Use of soluble sperm extract to improve cloning efficiency in zebrafish
Technical Article | Published: 18 June 2019
Sukumal Prukudom1,2,3, Gloria I. Perez4, Jose B. Cibelli*,5 and Kannika Siripattarapravat*,1,2,3,7
1Center for Agricultural Biotechnology, Kasetsart University, Kamphaengsaen Campus, Nakhonpathom, Thailand, 2Center of Excellence on Agricultural Biotechnology: (AG-BIO/PERDO-CHE), Bangkok, Thailand, 3Center for Advanced Studies for Agriculture and Food, Kasetsart University Institute for Advanced Studies, Kasetsart University, Bangkok, Thailand (CASAF, NRU-KU), 4Institute for Quantitative Health Science and Engineering, Michigan State University, East Lansing, MI, USA, 5Department of Animal Science and 6Large Animal Clinical Sciences Department, Michigan State University, East Lansing, MI, USA and 7Department of Pathology, Faculty of Veterinary Medicine, Kasetsart University, Bangkok, Thailand
During somatic cell nuclear transfer (SCNT), egg activation is required to initiate embryonic development. In zebrafish cloning, the reconstructed egg is activated by exposing it to hypotonic water. Egg activation using water-only is not capable of activating the same intracellular calcium release as fertilization which is required for proper embryonic development. Here we test whether the use of soluble sperm extract (SSE) can properly modulate the activation of reconstructed eggs during SCNT. We microinjected SSE from genomic-inactivated zebrafish sperm into unfertilized eggs and reconstructed eggs right after somatic cell nuclear transfer. We also evaluated the most effective approach for SSE microinjection. Microinjection of SSE (with 0.68 mg/ml of protein concentration) into non-activated eggs through the micropyle induced parthenogenetic development beyond the blastula stage, whereas all water-only activated eggs failed to enter the cleavage period. Microinjection of SSE at 1 mg/ml of protein concentration into non-activated reconstructed egg improved the developmental rate of cloned embryos in comparison to non-injected control clones.
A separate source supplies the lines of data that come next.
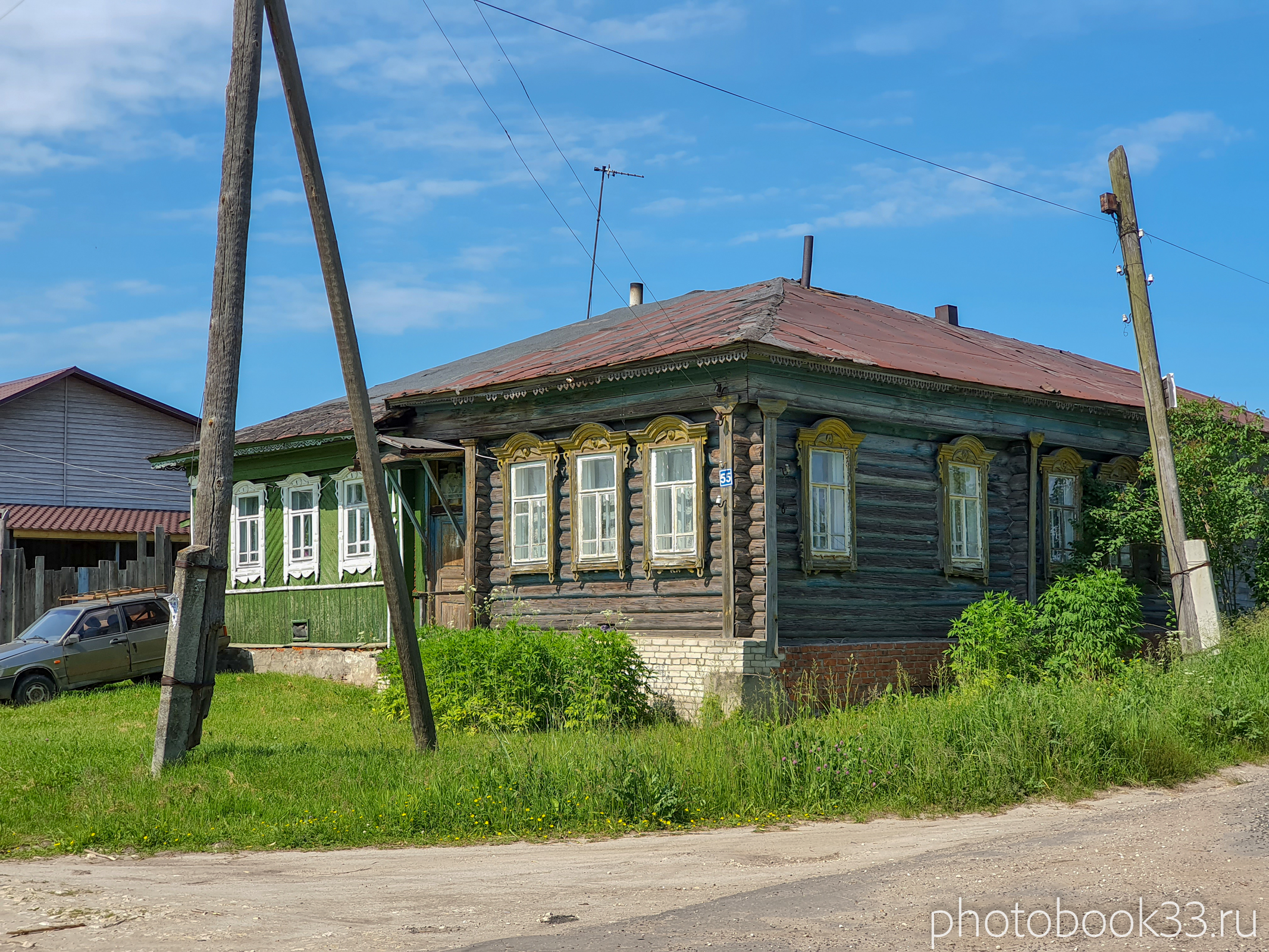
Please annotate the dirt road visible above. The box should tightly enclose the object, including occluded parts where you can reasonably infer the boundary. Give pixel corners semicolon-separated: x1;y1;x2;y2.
0;765;1269;952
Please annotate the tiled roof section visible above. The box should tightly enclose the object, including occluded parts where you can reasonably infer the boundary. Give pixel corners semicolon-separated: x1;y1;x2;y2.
0;503;189;536
0;367;198;424
150;400;403;459
394;278;1198;406
0;371;66;403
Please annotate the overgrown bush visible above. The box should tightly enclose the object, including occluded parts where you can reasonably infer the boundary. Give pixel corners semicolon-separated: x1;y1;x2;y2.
1036;569;1141;678
951;591;1041;687
378;623;652;732
951;569;1142;687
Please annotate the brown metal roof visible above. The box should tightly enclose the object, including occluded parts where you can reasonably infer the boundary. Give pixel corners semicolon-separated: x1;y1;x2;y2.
391;278;1198;406
0;367;198;424
0;503;189;536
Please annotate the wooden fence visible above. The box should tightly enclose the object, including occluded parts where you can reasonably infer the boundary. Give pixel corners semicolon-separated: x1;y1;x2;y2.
0;525;175;645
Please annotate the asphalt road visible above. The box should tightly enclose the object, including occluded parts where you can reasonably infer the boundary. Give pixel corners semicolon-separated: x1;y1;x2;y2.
0;765;1269;952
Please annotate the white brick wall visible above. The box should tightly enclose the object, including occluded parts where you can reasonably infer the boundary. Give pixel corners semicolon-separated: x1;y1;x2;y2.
631;635;781;720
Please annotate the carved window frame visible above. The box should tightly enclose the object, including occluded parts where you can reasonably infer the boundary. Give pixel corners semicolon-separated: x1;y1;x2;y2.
331;466;373;581
490;433;560;583
791;416;867;575
278;472;321;583
560;422;629;578
938;436;996;581
1039;447;1089;575
631;416;710;578
230;480;269;584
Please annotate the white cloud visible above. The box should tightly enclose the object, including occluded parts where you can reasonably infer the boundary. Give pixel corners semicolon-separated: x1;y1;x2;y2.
246;273;503;335
111;278;164;296
331;178;493;221
0;0;232;137
588;0;745;43
0;311;207;375
0;202;36;241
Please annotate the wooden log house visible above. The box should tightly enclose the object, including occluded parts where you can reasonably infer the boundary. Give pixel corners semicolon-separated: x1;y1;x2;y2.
152;278;1182;708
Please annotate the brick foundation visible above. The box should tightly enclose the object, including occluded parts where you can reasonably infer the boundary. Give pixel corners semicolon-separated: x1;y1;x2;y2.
778;638;949;702
631;635;948;721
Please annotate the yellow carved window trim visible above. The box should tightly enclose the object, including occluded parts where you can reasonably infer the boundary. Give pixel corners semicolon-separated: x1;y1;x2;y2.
1039;447;1089;574
631;416;709;578
938;436;996;581
490;433;560;581
560;422;629;578
791;418;864;574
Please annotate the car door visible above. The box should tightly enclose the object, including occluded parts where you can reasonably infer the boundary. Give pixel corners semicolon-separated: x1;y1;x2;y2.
62;606;132;688
123;599;168;678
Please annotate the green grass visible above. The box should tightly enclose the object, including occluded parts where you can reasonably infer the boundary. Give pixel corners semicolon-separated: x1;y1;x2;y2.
0;618;1269;856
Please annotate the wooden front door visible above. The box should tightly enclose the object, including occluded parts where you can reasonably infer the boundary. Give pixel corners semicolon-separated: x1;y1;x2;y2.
428;461;469;628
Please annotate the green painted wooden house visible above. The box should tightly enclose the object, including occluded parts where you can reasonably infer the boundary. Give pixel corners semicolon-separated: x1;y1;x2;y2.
152;278;1182;696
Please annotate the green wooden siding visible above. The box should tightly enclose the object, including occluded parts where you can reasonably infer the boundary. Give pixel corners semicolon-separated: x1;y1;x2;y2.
225;585;387;645
264;486;283;588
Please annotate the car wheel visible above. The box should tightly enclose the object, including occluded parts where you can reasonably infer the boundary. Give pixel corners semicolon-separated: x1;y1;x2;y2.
12;672;57;704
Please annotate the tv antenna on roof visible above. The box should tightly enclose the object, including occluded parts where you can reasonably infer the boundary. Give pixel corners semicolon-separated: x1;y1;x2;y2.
586;165;643;321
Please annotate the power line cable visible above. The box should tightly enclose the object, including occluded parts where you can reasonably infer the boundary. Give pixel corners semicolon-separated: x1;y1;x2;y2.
474;0;1269;284
422;0;717;383
0;443;187;491
0;0;27;20
475;0;1101;221
472;0;687;342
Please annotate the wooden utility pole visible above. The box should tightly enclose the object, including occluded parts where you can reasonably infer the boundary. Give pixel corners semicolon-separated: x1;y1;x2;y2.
265;0;437;750
1101;146;1203;651
151;0;264;774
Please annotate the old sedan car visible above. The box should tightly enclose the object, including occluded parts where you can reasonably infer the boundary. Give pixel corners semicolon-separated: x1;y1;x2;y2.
0;593;228;704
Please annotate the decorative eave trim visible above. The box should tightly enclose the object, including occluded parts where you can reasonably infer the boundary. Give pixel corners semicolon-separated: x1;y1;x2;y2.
150;430;355;469
388;346;748;406
750;350;1146;421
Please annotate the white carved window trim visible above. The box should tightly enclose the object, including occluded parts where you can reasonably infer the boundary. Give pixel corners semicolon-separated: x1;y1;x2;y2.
507;459;552;568
572;453;623;562
334;467;373;579
279;474;321;579
230;481;267;583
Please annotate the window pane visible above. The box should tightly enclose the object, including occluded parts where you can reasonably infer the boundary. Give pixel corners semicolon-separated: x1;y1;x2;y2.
512;464;547;499
652;447;694;484
1048;476;1075;505
963;499;982;559
652;487;674;552
581;456;617;490
811;449;847;486
948;465;979;496
829;487;847;552
579;495;599;555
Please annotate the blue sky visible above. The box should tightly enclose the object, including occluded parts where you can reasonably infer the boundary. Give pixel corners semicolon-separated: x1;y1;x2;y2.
0;0;1269;425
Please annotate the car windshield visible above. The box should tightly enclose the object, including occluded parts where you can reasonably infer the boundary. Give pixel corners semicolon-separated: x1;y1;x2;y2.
18;608;80;641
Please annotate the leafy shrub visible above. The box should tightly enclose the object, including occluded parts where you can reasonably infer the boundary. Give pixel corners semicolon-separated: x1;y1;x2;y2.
951;591;1039;685
378;623;651;732
1036;569;1142;678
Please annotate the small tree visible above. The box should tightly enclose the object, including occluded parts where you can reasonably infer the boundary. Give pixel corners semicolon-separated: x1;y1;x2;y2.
1079;399;1269;613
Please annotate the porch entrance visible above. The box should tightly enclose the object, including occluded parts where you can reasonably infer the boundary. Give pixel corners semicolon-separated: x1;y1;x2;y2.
424;459;468;628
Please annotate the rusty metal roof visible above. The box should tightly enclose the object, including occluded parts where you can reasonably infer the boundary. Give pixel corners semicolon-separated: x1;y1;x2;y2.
0;367;198;424
390;278;1199;408
0;503;189;537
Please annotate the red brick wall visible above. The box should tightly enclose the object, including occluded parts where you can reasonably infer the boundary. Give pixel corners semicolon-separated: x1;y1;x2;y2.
778;640;949;703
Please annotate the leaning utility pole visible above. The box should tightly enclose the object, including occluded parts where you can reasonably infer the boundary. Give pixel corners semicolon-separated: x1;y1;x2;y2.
265;0;437;750
586;165;643;321
1101;146;1203;651
151;0;264;774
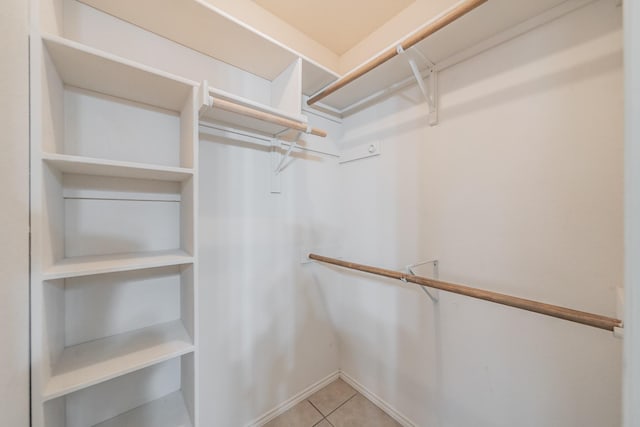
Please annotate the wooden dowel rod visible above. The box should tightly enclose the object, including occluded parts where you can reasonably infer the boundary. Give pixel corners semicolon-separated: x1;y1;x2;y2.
211;97;327;138
309;254;622;331
307;0;488;105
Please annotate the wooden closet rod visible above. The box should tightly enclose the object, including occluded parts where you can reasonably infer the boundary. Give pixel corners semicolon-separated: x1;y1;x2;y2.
309;254;622;331
307;0;488;105
211;96;327;138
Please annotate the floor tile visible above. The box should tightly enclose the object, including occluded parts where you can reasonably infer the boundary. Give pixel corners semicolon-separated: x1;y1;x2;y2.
327;394;400;427
309;378;357;416
264;400;322;427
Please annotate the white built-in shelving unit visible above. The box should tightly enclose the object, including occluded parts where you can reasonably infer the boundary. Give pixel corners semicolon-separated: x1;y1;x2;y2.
31;17;325;427
31;34;198;427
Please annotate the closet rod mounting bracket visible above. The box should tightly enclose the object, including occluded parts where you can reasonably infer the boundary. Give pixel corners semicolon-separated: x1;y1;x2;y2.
396;44;438;126
400;259;440;303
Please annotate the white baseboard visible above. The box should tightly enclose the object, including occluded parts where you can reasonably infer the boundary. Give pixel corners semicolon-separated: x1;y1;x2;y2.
340;371;417;427
247;371;342;427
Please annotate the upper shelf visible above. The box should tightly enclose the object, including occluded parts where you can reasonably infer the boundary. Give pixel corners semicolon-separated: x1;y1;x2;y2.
200;82;327;137
42;35;197;111
308;0;592;113
79;0;338;95
79;0;580;112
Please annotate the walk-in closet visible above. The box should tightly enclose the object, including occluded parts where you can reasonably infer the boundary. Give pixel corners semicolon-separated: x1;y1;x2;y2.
0;0;640;427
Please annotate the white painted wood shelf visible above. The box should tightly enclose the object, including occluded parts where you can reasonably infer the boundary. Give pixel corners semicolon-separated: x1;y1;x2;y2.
42;35;197;111
30;25;199;427
43;320;194;401
42;153;193;182
317;0;591;110
94;391;192;427
200;87;307;136
42;250;193;280
75;0;338;95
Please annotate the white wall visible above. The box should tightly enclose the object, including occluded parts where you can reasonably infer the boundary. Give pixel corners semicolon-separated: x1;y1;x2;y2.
332;0;623;427
0;0;29;427
624;1;640;427
199;115;340;426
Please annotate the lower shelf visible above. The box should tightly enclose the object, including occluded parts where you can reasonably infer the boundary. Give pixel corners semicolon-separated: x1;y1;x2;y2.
43;250;193;280
94;391;192;427
43;320;194;401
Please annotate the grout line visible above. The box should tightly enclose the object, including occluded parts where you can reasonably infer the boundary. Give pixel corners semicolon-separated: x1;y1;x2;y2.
325;391;360;424
307;399;324;422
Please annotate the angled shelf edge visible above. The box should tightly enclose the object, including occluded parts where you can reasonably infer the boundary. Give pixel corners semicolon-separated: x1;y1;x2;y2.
42;250;193;280
199;82;327;137
309;0;593;115
43;320;195;401
74;0;339;95
42;35;197;111
42;153;193;182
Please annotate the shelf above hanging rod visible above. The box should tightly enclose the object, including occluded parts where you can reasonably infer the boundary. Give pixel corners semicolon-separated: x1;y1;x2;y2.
307;0;488;105
200;82;327;138
309;254;622;334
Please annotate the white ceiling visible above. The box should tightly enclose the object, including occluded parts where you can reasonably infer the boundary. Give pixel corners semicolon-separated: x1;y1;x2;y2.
254;0;415;55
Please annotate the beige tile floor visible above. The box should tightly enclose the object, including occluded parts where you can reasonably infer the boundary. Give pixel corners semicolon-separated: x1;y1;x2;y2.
264;379;400;427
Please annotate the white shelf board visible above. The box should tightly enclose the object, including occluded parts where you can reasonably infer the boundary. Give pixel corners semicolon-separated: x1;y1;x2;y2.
94;391;192;427
43;320;194;401
200;87;307;136
42;35;197;111
42;153;193;182
80;0;337;95
42;250;193;280
319;0;591;110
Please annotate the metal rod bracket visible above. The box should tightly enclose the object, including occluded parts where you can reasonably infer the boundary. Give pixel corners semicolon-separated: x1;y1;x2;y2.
396;44;438;126
400;259;440;304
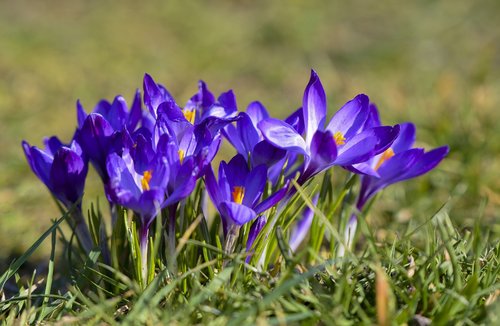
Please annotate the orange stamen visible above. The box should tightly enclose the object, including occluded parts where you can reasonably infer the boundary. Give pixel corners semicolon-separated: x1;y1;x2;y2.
141;170;153;191
232;186;245;204
375;148;394;171
333;131;345;146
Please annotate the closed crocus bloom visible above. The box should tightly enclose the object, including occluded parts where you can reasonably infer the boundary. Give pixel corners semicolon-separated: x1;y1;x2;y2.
259;70;399;183
22;137;93;252
205;154;286;252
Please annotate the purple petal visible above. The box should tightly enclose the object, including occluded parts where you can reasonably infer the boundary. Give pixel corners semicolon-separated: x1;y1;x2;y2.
76;100;87;129
237;112;260;155
127;90;142;132
251;139;286;168
242;165;267;207
308;130;337;172
22;140;54;191
219;201;257;225
50;147;87;206
222;124;247;155
335;133;378;165
363;103;381;129
391;122;415;153
302;70;326;144
326;94;370;139
401;146;449;180
224;154;250;191
285;108;305;135
247;101;269;128
43;136;64;156
254;184;288;214
258;118;308;155
137;188;165;228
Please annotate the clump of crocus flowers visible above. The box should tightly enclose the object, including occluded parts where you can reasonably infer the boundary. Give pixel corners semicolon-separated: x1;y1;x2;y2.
23;71;448;285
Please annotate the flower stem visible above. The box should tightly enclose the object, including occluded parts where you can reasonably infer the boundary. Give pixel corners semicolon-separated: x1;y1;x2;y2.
337;214;358;257
139;225;149;288
167;205;177;275
71;207;94;254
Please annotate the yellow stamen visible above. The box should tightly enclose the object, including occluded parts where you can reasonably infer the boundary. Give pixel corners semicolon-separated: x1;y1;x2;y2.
333;131;345;146
182;109;196;124
375;148;394;171
141;170;153;191
232;186;245;204
181;149;186;164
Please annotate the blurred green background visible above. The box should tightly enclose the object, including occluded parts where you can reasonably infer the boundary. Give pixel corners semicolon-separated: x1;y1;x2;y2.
0;0;500;262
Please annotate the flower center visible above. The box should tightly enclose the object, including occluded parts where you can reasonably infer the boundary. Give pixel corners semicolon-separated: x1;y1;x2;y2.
177;149;186;164
182;109;196;124
375;148;394;171
333;131;345;146
141;170;153;191
232;186;245;204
The cumulative survival time of cloned embryos injected with SSE was significantly longer than reconstructed eggs activated following sham injection (P<0.01). No significant difference was found among controls (P=0.32). SSE benefits both parthenogenesis and the survival cloned embryos which have never been reported in zebrafish. Further work is necessary to define the functional component(s) of SSE as well as the physiological pathway, to understand its principle of action and advance the utilization of SSE in cloning.